Written by Cullen Bunn
Art by Dale Eaglesham
Colors by Jason Wright
Letters by Dezi Sienty
Review by Mike Duke
I, not unlike Sinestro, checked out of the corner of the DC Universe where the Lanterns live after Geoff Johns left Green Lantern. I tried to get into new creators and a new direction, but it just wasn’t working for me. At that time, Green Lantern: New Guardians was an okay title, Red Lanterns was something of a joke, and the main Green Lantern title was propping them both up. Now, as I understand it, New Guardians is the joke, Red Lanterns is where the fans are flocking, and Green Lantern has become a big, “eh.” If there was ever a time when we needed the hero of Korugar, it’s now. Fortunately, i think I have some good news.
Sinestro #1 begins with the man himself kneeling by a fire on some distant and savage world. He looks and speaks like a monk. Now, for the story purists out there, you will notice an issue here: when we last saw Sinestro, he had taken the Paralax entity into himself and become a sort of super yellow lantern. This is not how we find him. Cullen Bunn has made the decision here to strip down Sinestro, start him with almost nothing. The character explains it, but only briefly, saying that his struggle with Paralax is over. At first, the difference bothered me, but with the story that Bunn is trying to tell here, I think it makes a lot of sense to take the man down to nothing–if for no other reason than so he has somewhere to build up to. And, what I find most interesting about Sinestro in the beginning of this book is that he is no longer afraid. He has no fear with which to power his yellow ring. He is still a formidable opponent for the savage animals that try to make him a meal, but he’s given up the fear that made him a yellow lantern. Enter Lyssa Drak, the keeper of the chronicle of the yellow lanterns and the storyteller we saw in the pages of the Sinestro Villain’s Month issue. She has finally found the greatest of the yellow lanterns and she spends the next several pages of the book trying to convince him to return to the corps. The only thing that compels Sinestro to return is the news that not all of the people of his former home, Korugar, died in the explosion that consumed the planet. Some of Sinestro’s people still live–exiled, adrift, and without guidance. This is the moment when the power returns to Sinestro–the moment when he finds his fear again. Fear for his people, who seem to be lost without him. He decides then to find the rest of the Korugarians, and in the process reunite his fallen corps, which is under new leadership.

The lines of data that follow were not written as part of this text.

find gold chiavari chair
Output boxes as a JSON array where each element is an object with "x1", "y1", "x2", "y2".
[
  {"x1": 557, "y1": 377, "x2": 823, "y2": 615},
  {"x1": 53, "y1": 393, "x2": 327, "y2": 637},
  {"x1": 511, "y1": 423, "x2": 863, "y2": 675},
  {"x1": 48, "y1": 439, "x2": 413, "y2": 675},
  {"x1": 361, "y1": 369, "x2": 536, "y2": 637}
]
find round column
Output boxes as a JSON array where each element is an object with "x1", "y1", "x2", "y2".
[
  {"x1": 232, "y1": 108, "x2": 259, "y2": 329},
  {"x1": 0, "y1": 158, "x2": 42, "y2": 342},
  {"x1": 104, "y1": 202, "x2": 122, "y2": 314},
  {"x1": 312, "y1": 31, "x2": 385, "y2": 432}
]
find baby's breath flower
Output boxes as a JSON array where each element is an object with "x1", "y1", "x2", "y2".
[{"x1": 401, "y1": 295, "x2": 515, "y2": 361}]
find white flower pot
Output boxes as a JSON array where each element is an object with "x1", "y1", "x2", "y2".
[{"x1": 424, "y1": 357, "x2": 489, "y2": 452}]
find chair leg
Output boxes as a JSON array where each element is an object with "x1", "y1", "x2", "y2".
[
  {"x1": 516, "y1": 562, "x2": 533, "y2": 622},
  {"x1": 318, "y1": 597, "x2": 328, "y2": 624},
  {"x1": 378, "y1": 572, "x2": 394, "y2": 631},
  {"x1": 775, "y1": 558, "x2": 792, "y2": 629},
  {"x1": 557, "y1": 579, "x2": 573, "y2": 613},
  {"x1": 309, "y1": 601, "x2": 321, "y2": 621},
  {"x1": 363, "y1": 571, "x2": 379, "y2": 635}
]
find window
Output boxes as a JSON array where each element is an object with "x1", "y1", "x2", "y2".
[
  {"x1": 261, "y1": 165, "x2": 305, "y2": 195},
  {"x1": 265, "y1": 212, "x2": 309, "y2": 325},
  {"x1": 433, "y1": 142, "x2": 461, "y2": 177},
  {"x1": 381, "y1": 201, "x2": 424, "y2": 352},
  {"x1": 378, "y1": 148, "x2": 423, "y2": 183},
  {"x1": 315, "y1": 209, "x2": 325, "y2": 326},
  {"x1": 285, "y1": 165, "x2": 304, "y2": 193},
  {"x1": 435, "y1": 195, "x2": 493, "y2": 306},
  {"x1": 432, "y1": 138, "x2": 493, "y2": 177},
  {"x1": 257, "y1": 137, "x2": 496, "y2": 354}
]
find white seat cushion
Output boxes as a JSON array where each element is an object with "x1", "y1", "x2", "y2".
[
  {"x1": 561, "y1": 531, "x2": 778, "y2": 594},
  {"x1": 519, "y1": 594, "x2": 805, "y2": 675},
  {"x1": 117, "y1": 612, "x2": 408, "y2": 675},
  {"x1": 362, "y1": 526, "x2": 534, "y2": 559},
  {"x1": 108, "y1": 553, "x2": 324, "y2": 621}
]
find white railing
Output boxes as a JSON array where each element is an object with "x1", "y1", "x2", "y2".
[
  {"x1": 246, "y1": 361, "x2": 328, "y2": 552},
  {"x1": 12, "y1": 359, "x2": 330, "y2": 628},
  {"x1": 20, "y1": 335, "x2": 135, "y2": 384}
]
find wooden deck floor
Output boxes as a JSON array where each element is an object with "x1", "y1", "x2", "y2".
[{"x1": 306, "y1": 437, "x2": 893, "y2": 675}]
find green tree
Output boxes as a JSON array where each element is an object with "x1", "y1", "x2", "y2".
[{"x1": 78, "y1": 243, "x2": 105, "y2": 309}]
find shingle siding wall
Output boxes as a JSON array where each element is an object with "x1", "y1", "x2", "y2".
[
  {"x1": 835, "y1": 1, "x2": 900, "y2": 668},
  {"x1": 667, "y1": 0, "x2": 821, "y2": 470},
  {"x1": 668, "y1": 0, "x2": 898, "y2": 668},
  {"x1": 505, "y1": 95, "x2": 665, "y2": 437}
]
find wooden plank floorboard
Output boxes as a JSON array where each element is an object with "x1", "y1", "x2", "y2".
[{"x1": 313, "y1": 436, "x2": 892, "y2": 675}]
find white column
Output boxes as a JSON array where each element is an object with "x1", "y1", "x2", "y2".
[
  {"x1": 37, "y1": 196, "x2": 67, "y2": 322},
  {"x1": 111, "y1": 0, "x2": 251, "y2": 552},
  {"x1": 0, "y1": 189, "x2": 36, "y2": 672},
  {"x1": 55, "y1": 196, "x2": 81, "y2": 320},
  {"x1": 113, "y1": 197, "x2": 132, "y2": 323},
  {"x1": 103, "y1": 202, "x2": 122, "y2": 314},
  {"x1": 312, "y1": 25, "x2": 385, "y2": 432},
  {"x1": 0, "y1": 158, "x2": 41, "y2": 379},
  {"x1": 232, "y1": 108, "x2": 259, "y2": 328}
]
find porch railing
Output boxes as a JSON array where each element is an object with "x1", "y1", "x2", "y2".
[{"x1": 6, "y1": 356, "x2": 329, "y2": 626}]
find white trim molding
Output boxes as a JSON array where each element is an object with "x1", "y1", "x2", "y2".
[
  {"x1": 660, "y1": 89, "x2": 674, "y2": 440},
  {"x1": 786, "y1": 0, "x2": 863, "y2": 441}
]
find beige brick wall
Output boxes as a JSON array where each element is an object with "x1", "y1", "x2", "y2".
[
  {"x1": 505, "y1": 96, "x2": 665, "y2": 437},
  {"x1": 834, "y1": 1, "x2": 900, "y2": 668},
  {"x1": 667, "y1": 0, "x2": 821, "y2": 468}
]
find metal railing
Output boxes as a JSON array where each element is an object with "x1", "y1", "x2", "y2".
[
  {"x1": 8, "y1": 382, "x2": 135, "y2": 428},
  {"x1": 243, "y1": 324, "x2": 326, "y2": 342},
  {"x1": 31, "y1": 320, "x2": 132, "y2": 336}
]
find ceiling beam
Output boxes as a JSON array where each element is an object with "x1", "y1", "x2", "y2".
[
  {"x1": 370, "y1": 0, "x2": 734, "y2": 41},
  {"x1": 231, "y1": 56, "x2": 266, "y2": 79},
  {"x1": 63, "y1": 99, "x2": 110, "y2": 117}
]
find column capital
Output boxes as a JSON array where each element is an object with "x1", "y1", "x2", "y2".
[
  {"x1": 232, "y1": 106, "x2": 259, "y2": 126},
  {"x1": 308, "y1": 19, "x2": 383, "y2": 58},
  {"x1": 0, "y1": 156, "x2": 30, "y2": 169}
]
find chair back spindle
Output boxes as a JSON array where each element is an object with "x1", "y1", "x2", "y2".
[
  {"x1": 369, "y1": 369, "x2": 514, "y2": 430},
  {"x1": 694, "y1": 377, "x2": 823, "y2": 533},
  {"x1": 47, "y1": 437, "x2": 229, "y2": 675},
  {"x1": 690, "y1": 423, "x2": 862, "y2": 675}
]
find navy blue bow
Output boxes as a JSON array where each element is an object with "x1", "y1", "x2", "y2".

The thing I like about Sinestro #1 is the very thing that will divide an audience over it: the drama of it. When the characters speak or think in Sinestro, it’s with that air of high drama, like greek or norse mythology, like medieval legends, or like some silver age comics. If there is one thing that Cullen Bunn does very well, it’s finding his character’s voice, and Sinestro is no exception. There was a part of me that wanted to roll my eyes at all of the high handed dialog, but then, once I thought about it, I realized that it’s what Sinestro is all about: the self-righteousness, the unwavering confidence, and, of course, the drama.
Dale Eaglesham does some great work here, helping to bring all of that drama to life, even through several pages of heavy dialog between Sinestro and Lyssa Drak. There is a point where Sinestro fights a thing that looks like a tiger, but with four eyes and about twelve legs, and the thing looks powerful and scary instead of silly, as it might under another pencil. Colorist Jason Wright also does a wonderful job here, not only by keeping the flashbacks and current action separate with different color palettes, but by playing with the ever important yellow. Current action scenes are cool blue and purple until just the right moment, and then explode with fiery gold.
Wait and see. If you’re a fan of the Lantern universe and have been looking for something to sink your teeth into, this is your chance. If you’re a stranger to the color corps, then I have to offer a word of caution. While the issue does provide a lot of back story about Sinestro, I don’t think it’s going to be very friendly to the uninitiated. And then there is that drama thing. If you find yourself rolling your eyes at Thor, for example, then you should probably pass this one by. But, if you’re already familiar with Sinestro’s brand of bravado and banter, then rest assured that the man is back and seems to be in very good hands.